Peer review information

Nature Communications thanks the anonymous reviewer(s) for their contribution to the peer review of this work. A peer review file is available.

Data availability

The data used in this study are available at the European Nucleotide Archive (https://www.ebi.ac.uk/ena). For samples from imported P. vivax cases diagnosed at the UKHSA Malaria Reference Laboratory, data are under accession codes PRJEB44419 and PRJEB56411. For samples from the MalariaGEN P. vivax Genome Variation Project⁵⁷, data are under accession codes PRJEB2136, PRJEB2140, PRJEB4409, PRJEB4410, PRJEB10888, PRJNA65119, PRJNA67065, PRJNA67237, PRJNA67239, PRJNA175266, PRJNA240366, PRJNA240531, PRJNA271480, PRJNA284437, PRJNA295233, PRJNA420510, PRJNA432819, PRJNA603279, PRJNA643698, and PRJNA655141. The raw data for 175 Indonesian Papua isolates from the MalariaGEN P. vivax Genome Variation Project are available as an unfiltered VCF at ftp://ngs.sanger.ac.uk/production/malaria/Resource/30. All accession codes and sample provenance are detailed in Supplementary Data 1.

Code availability

For analysis scripts, please see the GitHub repository available at https://github.com/LSHTMPathogenSeqLab/malaria-hub.

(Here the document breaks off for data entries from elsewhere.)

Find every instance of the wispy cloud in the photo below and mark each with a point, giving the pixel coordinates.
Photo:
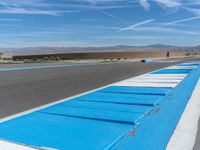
(182, 20)
(134, 26)
(145, 4)
(25, 11)
(163, 3)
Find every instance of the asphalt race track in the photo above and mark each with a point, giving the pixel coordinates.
(33, 85)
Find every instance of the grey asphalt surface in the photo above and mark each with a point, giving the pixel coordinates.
(197, 142)
(22, 90)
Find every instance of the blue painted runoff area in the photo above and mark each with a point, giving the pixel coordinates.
(115, 117)
(173, 71)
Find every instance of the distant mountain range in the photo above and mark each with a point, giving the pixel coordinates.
(119, 48)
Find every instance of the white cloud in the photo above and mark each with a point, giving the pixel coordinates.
(145, 4)
(182, 20)
(133, 26)
(163, 3)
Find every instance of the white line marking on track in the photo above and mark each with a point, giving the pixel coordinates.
(184, 135)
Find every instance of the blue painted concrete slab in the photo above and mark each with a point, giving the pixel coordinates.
(135, 99)
(61, 132)
(108, 106)
(155, 131)
(173, 71)
(190, 64)
(95, 114)
(137, 90)
(105, 119)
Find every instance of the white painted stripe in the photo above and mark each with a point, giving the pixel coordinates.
(164, 75)
(167, 85)
(182, 67)
(121, 83)
(11, 146)
(185, 133)
(113, 84)
(153, 80)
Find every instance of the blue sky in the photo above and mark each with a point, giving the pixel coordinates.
(27, 23)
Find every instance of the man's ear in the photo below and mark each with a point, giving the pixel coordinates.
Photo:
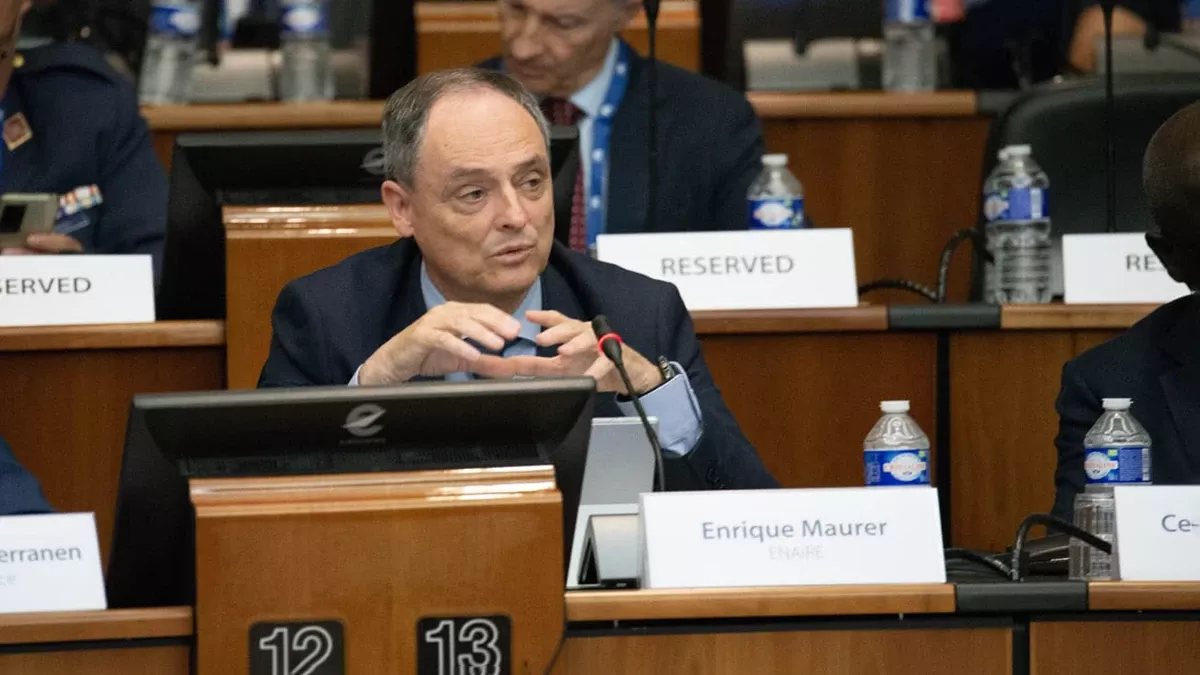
(400, 207)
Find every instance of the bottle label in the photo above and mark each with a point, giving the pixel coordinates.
(174, 19)
(1017, 203)
(777, 214)
(897, 467)
(1116, 465)
(305, 18)
(909, 11)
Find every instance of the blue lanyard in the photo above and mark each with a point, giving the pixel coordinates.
(601, 135)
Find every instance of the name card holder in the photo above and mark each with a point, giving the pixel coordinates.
(1157, 532)
(1117, 268)
(833, 536)
(745, 269)
(76, 290)
(49, 563)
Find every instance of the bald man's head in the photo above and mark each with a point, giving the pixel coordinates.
(1171, 180)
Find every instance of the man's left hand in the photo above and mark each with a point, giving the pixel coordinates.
(579, 356)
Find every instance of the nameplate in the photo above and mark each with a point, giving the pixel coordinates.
(792, 537)
(747, 269)
(1158, 532)
(76, 290)
(1115, 269)
(49, 563)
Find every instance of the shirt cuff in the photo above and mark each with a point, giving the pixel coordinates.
(681, 422)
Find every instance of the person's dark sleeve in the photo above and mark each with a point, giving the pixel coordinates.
(1078, 410)
(736, 165)
(724, 457)
(132, 184)
(19, 491)
(297, 358)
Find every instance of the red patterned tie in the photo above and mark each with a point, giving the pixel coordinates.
(561, 112)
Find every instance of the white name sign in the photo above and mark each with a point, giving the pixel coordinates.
(792, 537)
(76, 290)
(1158, 532)
(747, 269)
(1115, 269)
(49, 563)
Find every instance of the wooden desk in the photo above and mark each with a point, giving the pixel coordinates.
(69, 392)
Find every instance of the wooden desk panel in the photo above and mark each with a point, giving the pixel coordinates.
(69, 405)
(1114, 647)
(1003, 387)
(979, 651)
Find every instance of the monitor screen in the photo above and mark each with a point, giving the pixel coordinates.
(324, 430)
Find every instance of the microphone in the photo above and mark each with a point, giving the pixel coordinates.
(1107, 6)
(610, 345)
(652, 84)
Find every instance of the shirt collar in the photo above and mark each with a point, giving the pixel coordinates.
(591, 97)
(532, 302)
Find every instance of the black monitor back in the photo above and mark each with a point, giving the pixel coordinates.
(317, 431)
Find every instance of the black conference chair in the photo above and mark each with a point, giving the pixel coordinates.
(1065, 125)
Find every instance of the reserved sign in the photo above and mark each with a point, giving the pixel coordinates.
(745, 269)
(1158, 532)
(76, 290)
(792, 537)
(1116, 268)
(49, 563)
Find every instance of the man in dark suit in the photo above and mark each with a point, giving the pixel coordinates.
(19, 491)
(709, 141)
(475, 287)
(1157, 362)
(72, 127)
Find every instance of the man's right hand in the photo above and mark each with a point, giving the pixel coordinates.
(436, 345)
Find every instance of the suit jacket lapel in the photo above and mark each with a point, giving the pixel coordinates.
(1182, 384)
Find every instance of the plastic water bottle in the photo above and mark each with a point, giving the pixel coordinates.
(171, 52)
(910, 46)
(897, 451)
(1018, 230)
(775, 198)
(1116, 452)
(306, 73)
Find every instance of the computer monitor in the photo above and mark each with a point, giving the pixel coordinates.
(430, 425)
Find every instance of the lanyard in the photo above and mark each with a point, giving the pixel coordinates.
(601, 135)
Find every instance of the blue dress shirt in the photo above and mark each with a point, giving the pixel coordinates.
(673, 404)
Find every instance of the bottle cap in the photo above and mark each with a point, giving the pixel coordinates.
(1116, 404)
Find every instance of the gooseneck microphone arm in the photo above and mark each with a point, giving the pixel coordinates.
(652, 84)
(610, 345)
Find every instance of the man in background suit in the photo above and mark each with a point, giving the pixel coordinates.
(1157, 362)
(475, 287)
(19, 491)
(709, 141)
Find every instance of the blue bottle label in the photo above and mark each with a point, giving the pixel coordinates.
(1018, 203)
(907, 11)
(305, 18)
(1116, 465)
(897, 467)
(174, 19)
(777, 214)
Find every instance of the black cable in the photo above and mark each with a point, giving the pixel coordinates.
(1017, 571)
(899, 285)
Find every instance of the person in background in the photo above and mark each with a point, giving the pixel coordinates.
(19, 491)
(1157, 362)
(709, 141)
(72, 127)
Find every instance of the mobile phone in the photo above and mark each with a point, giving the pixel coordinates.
(24, 214)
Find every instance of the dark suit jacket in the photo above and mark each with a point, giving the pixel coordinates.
(19, 491)
(328, 323)
(709, 144)
(1157, 364)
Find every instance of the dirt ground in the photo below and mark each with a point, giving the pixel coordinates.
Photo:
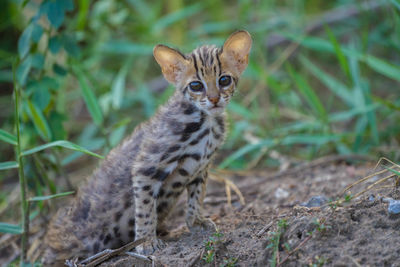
(276, 225)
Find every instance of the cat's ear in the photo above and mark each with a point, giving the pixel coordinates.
(173, 63)
(236, 50)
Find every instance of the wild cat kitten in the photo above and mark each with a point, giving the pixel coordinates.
(130, 194)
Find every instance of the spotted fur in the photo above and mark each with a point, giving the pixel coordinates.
(129, 196)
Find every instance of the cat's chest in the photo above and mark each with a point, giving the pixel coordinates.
(201, 146)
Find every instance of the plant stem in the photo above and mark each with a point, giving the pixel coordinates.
(22, 181)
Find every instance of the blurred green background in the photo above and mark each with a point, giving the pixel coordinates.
(323, 77)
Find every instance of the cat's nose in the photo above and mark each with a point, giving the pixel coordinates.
(214, 99)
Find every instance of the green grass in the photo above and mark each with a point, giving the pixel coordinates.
(86, 79)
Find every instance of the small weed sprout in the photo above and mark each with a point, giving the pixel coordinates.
(275, 239)
(211, 246)
(230, 262)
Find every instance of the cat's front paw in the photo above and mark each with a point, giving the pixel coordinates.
(201, 221)
(150, 246)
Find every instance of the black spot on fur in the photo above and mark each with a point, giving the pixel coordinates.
(82, 211)
(216, 135)
(128, 204)
(148, 171)
(165, 156)
(116, 231)
(196, 181)
(154, 148)
(160, 175)
(96, 247)
(190, 128)
(118, 216)
(194, 156)
(162, 206)
(174, 159)
(183, 172)
(131, 234)
(200, 137)
(173, 148)
(188, 108)
(220, 122)
(146, 187)
(161, 193)
(107, 239)
(177, 185)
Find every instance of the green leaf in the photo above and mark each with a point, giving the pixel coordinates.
(306, 139)
(7, 137)
(244, 150)
(126, 47)
(382, 67)
(54, 44)
(176, 16)
(309, 95)
(396, 4)
(56, 120)
(55, 13)
(59, 70)
(10, 228)
(23, 70)
(41, 97)
(118, 86)
(336, 87)
(70, 45)
(61, 143)
(8, 165)
(67, 5)
(24, 42)
(39, 121)
(41, 198)
(342, 59)
(89, 97)
(37, 32)
(392, 170)
(37, 61)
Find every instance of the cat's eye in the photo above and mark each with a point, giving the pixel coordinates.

All scripts use open-source software (see “Methods”). For population genetics analyses, SnpEFF⁶³ (version 5.1), PLINK⁶⁴ (v1.9), ape (v5.7), bcftools⁶⁵ (v.1.17), R (v.4.2.3), vcftools⁶⁸ (v.0.1.17), moimix (v.0.0.2.9001, https://github.com/bahlolab/moimix), ADMIXTURE⁶⁷ (v.1.3.0), hmmIBD⁶⁹ (v2.04), rehh⁷⁰ (v3.2.2), pegas⁷⁴ (v0.11). For protein structural analysis we used Clustal Omega (https://www.ebi.ac.uk/jdispatcher/msa/clustalo), AlphaFold3⁷⁸ (https://alphafoldserver.com), DeepTMHMM⁸⁰ (https://dtu.biolib.com/DeepTMHMM), InterPro⁸¹ (https://www.ebi.ac.uk/interpro/), JalView⁷⁷ (v2.11.3.3) and UCSF ChimeraX⁷⁹ (v1.17.3).

Competing interests

The authors declare no competing interests.

Supplementary information

The online version contains supplementary material available at 10.1038/s41467-024-54964-x.